[65] On June 28th, 1749, at a Company's meeting, an account was made of the cost of defending the Company's charter, upon the motion made in the House of Commons. It amounted in the whole to only £755 5s. 10d., exclusive of Sharpe, the Company solicitor's services.

[66] In refusing to advise the granting of a charter to the Company's enemies, the Attorney-General, Sir Dudley Ryder, and the Solicitor-General, Sir William Murray—afterwards Lord Mansfield—drew up a lengthy and important paper, reviewing the charges against the Company. Their conclusion was that either the charges were "not sufficiently supported in point of fact, or were in great measure accounted for from the nature and circumstances of the case." They deemed the charter valid for all practical purposes.
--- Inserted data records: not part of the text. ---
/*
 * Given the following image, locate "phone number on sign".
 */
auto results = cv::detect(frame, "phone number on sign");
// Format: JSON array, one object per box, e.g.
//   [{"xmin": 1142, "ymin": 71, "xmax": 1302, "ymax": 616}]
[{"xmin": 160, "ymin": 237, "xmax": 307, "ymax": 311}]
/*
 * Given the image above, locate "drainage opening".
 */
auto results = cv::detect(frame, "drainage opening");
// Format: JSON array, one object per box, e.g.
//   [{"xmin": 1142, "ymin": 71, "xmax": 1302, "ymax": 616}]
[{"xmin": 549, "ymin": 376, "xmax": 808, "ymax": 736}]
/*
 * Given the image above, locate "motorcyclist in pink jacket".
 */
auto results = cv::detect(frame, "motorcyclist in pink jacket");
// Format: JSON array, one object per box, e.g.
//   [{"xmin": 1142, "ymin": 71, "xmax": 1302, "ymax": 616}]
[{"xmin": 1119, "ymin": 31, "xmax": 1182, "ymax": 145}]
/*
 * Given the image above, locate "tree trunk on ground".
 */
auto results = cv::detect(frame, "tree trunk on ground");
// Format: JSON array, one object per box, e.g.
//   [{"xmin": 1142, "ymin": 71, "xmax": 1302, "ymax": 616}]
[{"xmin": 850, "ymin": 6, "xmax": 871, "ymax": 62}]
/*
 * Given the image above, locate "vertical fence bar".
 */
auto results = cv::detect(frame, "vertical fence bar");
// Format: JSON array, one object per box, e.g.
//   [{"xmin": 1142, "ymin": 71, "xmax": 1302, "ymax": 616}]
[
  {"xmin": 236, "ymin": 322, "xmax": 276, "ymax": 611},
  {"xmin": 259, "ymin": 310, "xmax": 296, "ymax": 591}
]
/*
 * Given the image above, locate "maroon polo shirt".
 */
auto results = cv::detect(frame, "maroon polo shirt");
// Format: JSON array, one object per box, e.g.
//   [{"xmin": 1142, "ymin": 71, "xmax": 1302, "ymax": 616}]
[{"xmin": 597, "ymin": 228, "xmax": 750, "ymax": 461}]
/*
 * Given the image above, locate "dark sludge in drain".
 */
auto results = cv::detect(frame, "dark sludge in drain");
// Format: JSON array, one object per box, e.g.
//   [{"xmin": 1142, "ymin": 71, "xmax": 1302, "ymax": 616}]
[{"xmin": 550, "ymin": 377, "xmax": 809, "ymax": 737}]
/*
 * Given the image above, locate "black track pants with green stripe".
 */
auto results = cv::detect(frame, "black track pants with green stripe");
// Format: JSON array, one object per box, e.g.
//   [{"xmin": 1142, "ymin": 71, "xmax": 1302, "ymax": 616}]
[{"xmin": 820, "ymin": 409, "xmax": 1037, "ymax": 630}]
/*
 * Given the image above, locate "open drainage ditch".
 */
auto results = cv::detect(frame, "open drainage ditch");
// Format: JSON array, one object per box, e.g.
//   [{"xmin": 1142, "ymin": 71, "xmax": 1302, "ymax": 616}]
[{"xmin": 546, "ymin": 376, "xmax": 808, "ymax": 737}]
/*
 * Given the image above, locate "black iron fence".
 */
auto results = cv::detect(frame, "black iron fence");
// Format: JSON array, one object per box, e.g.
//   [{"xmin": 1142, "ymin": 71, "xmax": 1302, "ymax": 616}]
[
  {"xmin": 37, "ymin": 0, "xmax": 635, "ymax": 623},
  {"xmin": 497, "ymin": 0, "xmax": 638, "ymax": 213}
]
[67] "The Company being apprehensive that Mr. Secretary Pitts' indisposition should deprive them of an opportunity of conferring with him in due time, with respect to the Company's claim on the French nation for depredations in times of peace before the Treaty of Utrecht, resolved that a petition should be drawn up to his Majesty, humbly representing such losses and damages, reciting the tenth and eleventh article of the said treaty, and praying that his Majesty will give his plenipotentiaries at the approaching congress for a treaty of peace, such directions as will suffice for justice being done to the Company by compensation for such losses. Also that the boundaries of Hudson's Bay may be settled."—Minute Book, May 20th, 1761.

[68] France ceded to England "Canada with all its dependencies," reserving only such part of what had been known as Canada as lay west of the Mississippi. The watershed between the Missouri and the Mississippi rivers had been the boundary between Canada and Louisiana when both were owned by France, and by the treaty of 1763 the River Mississippi was agreed to as the future boundary between the English and French possessions in that quarter; the language of the treaty being, "that the confines between [France and England] in that part of the world shall be fixed irrevocably by a line drawn along the middle of the River Mississippi from its source [etc.], to the sea." Very soon after this treaty, viz., on 7th October, 1763, the Province of Quebec was erected by Royal Proclamation, but the Province as then constituted took in very little of what was afterwards Upper Canada and what is now Ontario; the most north-westerly point was Lake Nipissing; the whole of the territory adjacent to the great lakes was excluded. In 1774 the boundaries of Quebec were enlarged by the Quebec Act. That Act recited that "by the arrangements made by the said Royal Proclamation a very large extent of territory, within which were several colonies and settlements of subjects of France, who claimed to remain therein under the faith of the said treaty, was left without any provision being made for the administration of civil government therein." The Act, therefore, provided that "all the territories, islands and countries in North America belonging to the Crown of Great Britain, bounded on the south by a line" therein described, "from the Bay of Chaleurs to the River Ohio, and along the bank of the said river, westward, to the banks of the Mississippi, and northward to the southern boundary of the territory granted to the Merchants-Adventurers of England trading into Hudson's Bay," etc., "be, and they are hereby, during His Majesty's pleasure, annexed to and made part and parcel of the Province of Quebec as created and established by the said Royal Proclamation of the 7th October, 1763."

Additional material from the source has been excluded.